You are viewing a plain text version of this content. The canonical link for it is here.
Posted to user@hive.apache.org by Sanjay Subramanian <Sa...@wizecommerce.com> on 2013/07/23 21:12:46 UTC

Calling same UDF multiple times in a SELECT query

Hi

V r using version hive-exec-0.9.0-cdh4.1.2 in production

I need to check and use the output from a UDF in a query to assign values to 2 columns in a SELECT query

Example

SELECT
     a,
     IF(fooUdf(a) < -1  , -1, fooUdf(a)) as b,
     IF(fooUdf(a) < -1  , fooUdf(a), 0) as c
FROM
     my_hive_table


So will fooUdf be called 4 times ? Or once ?

Why this is important is because in our case this UDF calls a web service and I don't want so many calls to the service.

Thanks

sanjay



CONFIDENTIALITY NOTICE
======================
This email message and any attachments are for the exclusive use of the intended recipient(s) and may contain confidential and privileged information. Any unauthorized review, use, disclosure or distribution is prohibited. If you are not the intended recipient, please contact the sender by reply email and destroy all copies of the original message along with any attachments, from your computer system.

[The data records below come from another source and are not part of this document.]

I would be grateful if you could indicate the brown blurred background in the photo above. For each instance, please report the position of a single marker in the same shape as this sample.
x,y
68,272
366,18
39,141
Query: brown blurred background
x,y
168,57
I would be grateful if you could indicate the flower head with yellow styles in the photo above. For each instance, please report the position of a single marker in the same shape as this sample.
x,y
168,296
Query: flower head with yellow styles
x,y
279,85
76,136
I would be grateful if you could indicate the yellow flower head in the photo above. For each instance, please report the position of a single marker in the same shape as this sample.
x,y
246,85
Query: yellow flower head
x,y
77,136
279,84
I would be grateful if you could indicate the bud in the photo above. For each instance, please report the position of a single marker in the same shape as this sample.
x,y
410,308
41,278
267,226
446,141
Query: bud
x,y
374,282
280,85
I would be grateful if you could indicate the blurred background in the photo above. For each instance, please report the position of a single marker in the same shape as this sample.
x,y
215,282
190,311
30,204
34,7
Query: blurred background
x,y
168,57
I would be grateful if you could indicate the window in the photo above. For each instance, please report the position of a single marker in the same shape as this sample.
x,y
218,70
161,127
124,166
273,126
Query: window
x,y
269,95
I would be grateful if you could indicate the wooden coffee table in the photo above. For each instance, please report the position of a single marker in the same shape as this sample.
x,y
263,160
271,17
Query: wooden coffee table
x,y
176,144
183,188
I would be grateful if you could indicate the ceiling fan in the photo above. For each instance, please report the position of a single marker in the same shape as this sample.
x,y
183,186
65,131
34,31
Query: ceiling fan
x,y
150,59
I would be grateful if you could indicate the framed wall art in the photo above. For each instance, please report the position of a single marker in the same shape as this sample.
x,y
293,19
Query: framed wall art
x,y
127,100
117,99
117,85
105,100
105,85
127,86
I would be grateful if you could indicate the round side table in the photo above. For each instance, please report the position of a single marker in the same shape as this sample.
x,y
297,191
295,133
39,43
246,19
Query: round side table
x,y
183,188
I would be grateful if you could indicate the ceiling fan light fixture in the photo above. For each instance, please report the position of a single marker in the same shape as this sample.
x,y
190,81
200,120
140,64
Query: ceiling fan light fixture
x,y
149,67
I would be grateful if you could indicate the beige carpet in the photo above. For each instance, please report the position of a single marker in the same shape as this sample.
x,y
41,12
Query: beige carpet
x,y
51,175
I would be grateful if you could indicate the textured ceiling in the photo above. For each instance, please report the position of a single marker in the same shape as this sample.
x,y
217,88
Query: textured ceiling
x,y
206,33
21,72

If you are the intended recipient, please be advised that the content of this message is subject to access, review and disclosure by the sender's Email System Administrator.

Re: Calling same UDF multiple times in a SELECT query

Posted by Navis류승우 <na...@nexr.com>.
It will be called 4 times whatever you annotated on the UDF if you are
using released version of hive.

https://issues.apache.org/jira/browse/HIVE-4209 , which will be
included in 0.12.0, will make that single UDF call by caching result.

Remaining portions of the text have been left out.